Let it be said that fewer accidents happen in tunnels with bi-directional traffic than in tunnels with unidirectional traffic - that's according to an Austrian survey. But this study also states that if an accident does happen, this will be more severe than in a tunnel with unidirectional traffic. There is a 48 percent higher chance of dying in an accident in a single-tube tunnel than in a twin-tube tunnel. The severity of the accident results from the risk of a head-on collision. Humans are the weak link and inattention and incorrect action are the most frequent causes of accidents. Or cause of death. After all, in the Viamala tunnel in 2006, nine people died in smoke and fire because they simply could not get away from the scene of the accident in time. The Viamala tunnel, by the way, is only 742 metres long and this shows that even short tunnels have a risk potential that should not be underestimated.
In order to compensate for human error, it is particularly important to ensure high safety standards for tunnels - so that crashes can be avoided in the first place and self-rescue made possible when a disaster occurs. Single-tube tunnels without any escape or rescue routes are certainly critical. This risk increases with every increase in the number of vehicles, the share of HGVs, the length and gradient of the tunnel. The EU Directive from 2004 only requires a second tube for new tunnels with a traffic volume of 10,000 cars or more per day and lane. In the past, a second tube was often not built simply to save costs. This was why refurbishment has been well underway in recent years. At times, step by step: Following the disaster in 1999 in the Montblanc and Tauern tunnels, one of the first immediate measures to be introduced in the Katschberg tunnel was an independent air supply in the emergency phone booths which can hold up to four people. After this, remote-controlled vents were installed to extract smoke. These vents can be opened directly where the seat of the fire is located. This measure was introduced in the Tauern tunnel immediately after the disaster. In April of this year, the second tube of the Katschberg tunnel was completed and the second tube of the neighbouring Tauern tunnel is due to be completed in 2010. But it is not always possible to build another tube, sometimes for political reasons, as is the case with the St. Gotthard tunnel. At least safety galleries were chosen as an alternative. Thanks to the parallel safety gallery in the 17-kilometre long St. Gotthard tunnel, a fire in 2001 which broke out after a head-on collision did not claim even more lives than the eleven lost there.

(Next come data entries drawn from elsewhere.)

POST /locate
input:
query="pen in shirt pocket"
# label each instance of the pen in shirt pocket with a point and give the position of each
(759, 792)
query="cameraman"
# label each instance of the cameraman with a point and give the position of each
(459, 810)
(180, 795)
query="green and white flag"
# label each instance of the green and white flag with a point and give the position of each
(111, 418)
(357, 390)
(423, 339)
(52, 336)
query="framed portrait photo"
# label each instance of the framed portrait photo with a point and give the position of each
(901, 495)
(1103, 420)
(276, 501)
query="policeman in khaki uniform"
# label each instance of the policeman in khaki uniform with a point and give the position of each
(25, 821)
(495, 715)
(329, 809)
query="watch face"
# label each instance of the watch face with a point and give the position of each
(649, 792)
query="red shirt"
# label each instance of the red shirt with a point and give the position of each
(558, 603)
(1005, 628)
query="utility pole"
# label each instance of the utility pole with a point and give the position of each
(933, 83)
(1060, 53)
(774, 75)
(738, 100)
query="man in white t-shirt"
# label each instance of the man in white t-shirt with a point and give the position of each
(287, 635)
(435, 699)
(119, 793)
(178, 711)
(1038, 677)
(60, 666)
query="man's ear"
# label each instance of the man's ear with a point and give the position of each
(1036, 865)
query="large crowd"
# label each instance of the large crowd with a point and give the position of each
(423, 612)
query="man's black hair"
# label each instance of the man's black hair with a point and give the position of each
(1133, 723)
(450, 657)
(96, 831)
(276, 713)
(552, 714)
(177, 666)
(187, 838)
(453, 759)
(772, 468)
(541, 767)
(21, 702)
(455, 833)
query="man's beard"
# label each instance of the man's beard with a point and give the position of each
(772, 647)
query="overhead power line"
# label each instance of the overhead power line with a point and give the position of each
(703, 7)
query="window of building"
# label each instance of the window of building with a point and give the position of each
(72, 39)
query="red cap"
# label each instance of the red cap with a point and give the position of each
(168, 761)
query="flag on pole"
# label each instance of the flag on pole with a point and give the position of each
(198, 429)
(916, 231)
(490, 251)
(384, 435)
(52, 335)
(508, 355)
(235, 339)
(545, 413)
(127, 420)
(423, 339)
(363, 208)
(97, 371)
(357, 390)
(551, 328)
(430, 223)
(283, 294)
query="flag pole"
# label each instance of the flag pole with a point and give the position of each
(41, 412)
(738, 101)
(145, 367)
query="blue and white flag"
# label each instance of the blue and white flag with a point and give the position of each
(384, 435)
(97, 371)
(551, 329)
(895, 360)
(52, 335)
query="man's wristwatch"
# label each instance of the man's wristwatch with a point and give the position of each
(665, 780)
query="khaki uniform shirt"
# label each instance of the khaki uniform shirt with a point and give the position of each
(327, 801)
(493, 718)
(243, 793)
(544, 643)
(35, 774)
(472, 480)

One feature was very useful for the San Bernardino tunnel. When this tunnel was built, the fresh air duct was installed underneath the lane. And when the tunnel was finally refurbished, this fresh air gallery was transformed into an escape and rescue gallery. A new ventilation system was installed above the traffic lane area. The refurbishment, which took several years, gobbled up around 240 million Swiss francs, that's 80 million more than it cost to built the tunnel itself back in the 1960s.
The situation was completely different in the Arlberg tunnel. Here, cross-connections and a connecting tunnel were built between the 14-kilometre long road tunnel and the 10-kilometre long rail tunnel that runs parallel to it. By 2014, the rescue route distances are to be shortened even further. The escape routes each contain one assembly room designed to hold several hundred people. The construction costs of this project totalled around 47 million euro.
Up to now, eight million euro have gone into refurbishing the Wattkopf tunnel. After this tunnel was identified by EuroTAP in 2004 as Germany's most dangerous tunnel, funds were immediately approved. Although this tunnel did not give a completely convincing display this year - its rating was lowered due to a lack of emergency exits - a safety gallery is guaranteed for 2010. The ventilation system was generally revamped and this improves the possibilities for self rescue considerably. After all, when a fire breaks out, a smoke-free atmosphere is justifiable. In this case, demands on ventilation systems are higher in a tunnel with bi-directional traffic where cars are located on both sides of the fire which can additionally hinder access for rescue services. Overpressure must also be maintained in the escape routes of a tunnel system to prevent smoke from entering. A tunnel is a complex system of interaction and each tunnel must be individually adapted to meet the latest applicable safety requirements.
Around one third of the 282 tunnels tested up to now have bi-directional traffic, as do 18 of the 31 tunnels tested this year. Seven of these were given an overall rating of "good" and "very good", four were rated "acceptable", and seven "very poor". It must be said that all of the latter tunnels were found to have serious shortcomings in the categories of "Escape and rescue routes" and "Ventilation". All in all, over the past ten years, more than twice the number of tunnels with bi-directional traffic were given poorer ratings than tunnels with unidirectional traffic. On the other hand, the Pont Pla tunnel in Andorra, the winner of this year's test, along with some exemplary approaches to accident prevention, "escape and rescue" in other European tunnels and countries, are proof that not every tunnel with just one tube is automatically a dangerous tunnel.